Dopo la morte di Bin Laden nel 2011, Joaquín Guzman Loera, “el Chapo” (il piccoletto), 60 anni, era diventato il ricercato numero uno perché guidava una gigantesca organizzazione narcos, il cartello di Sinaloa, che controlla circa il 30 percento della droga che si consuma negli Stati Uniti e la metà di tutta quella che viene prodotta o passa per il Messico. Secondo l’Economist, le coltivazioni di droga (soprattutto marijuana ma anche coca) del Cartello coprono in Messico un territorio di 60mila chilometri quadrati, superficie pari a tutto il Costarica.

Guzman è figlio di una famiglia di contadini poveri delle montagne della sierra di Sinaloa – uno Stato messicano a nord ovest di Città del Messico sull’Oceano Pacifico -. Suo padre coltivava oppio ma la leggenda vuole che da bambino el Chapo fosse un venditore ambulante di arance, caramelle e bevande gassate. Poi, appena adolescente, iniziò a lavorare nelle coltivazioni illegali di marijuana fino a diventare il Padrino di un Cartello narcos che, grazie a lui, funziona come una multinazionale: compra cocaina in Colombia, in Perù e in Bolivia, ed eroina in Afghanistan, e le fa arrivare negli Stati Uniti, ossia sul mercato di consumatori di droga più grande del mondo.

el Chapo e gli arresti

La prima volta el Chapo venne arrestato nel 1993, in Guatemala. E rimase in carcere per sette anni. La sua prima fuga fu molto spettacolare, come in un film scappò nascosto nel furgoncino della lavanderia. Era il gennaio del 2001. Nei tredici anni successivi, Guzman si dedicò a sviluppare la sua multinazionale del crimine organizzato e alle grandi guerre per il controllo del narcotraffico contro gli altri cartelli messicani. Un affare da 70mila morti almeno. Nel 2008 i rivali gli uccisero un figlio, Edgar, in una sparatoria, mentre usciva da un cinema a Culiacan, la capitale dello Stato di Sinaloa.

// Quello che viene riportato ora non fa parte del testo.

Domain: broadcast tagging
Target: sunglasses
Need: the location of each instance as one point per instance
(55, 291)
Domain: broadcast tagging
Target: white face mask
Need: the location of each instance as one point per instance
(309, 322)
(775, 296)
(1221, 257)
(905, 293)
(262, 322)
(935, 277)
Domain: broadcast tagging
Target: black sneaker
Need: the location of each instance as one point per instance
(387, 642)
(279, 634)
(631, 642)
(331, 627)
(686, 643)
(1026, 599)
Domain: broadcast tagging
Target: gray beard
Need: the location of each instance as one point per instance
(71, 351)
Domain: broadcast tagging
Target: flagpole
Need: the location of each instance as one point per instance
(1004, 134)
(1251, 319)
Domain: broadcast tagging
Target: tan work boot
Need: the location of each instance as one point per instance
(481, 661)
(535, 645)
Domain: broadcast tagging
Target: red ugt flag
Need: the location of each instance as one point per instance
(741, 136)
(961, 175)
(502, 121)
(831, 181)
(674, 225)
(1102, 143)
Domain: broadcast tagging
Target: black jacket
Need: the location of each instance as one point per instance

Quelli prima della seconda cattura, nel febbraio del 2014, sono gli anni in cui cresce la sua leggenda di criminale gentiluomo che la polizia messicana non riesce mai a prendere. A Sinaloa raccontano che quando appariva all’improvviso in qualche ristorante di lusso, le sue guardie del corpo requisivano i cellulari a tutti i presenti ma lui ordinava di pagare la cena per tutti e offriva anche cognac. La seconda fuga, due anni fa, fu ancora più spettacolare della prima. Guzman fuggì grazie a un tunnel costruito fino alla doccia della sua cella.

Troppo narcisista

Poi s’invaghi di un’attrice di telenovelas, Kate del Castillo, che lo convinse a incontrare Sean Penn per discutere  di un film sulla sua vita. Fu un errore da dilettante narcisista che mise esercito e polizia sulle sue tracce. L’8 gennaio del 2016 lo catturarono di nuovo per l’ultima volta. In questi mesi i suoi avvocati hanno combattuto in ogni modo contro l’estradizione chiesta dagli Stati Uniti, fino a ieri sera quando dalla prigione di Ciudad Juarez, el Chapo è stato messo su un aereo diretto a New York per essere processato negli Stati Uniti. El Chapo Guzman si è sposato tre volte e ha nove figli. L’ultima moglie, Emma Coronel, una ex reginetta di bellezza che ha quasi quarant’anni meno di lui, ha partorito nel 2011 a Los Angeles, gli ultimi due suoi figli, che sono americani.

Molti in Messico erano convinti che non sarebbe mai stato estradato perché nei suoi anni da Signore della droga Guzman ha corrotto politici e magistrati e finanziato campagne elettorali. E al processo potrebbe rivelare qualche segreto inconfessabile per l’élite politica messicana.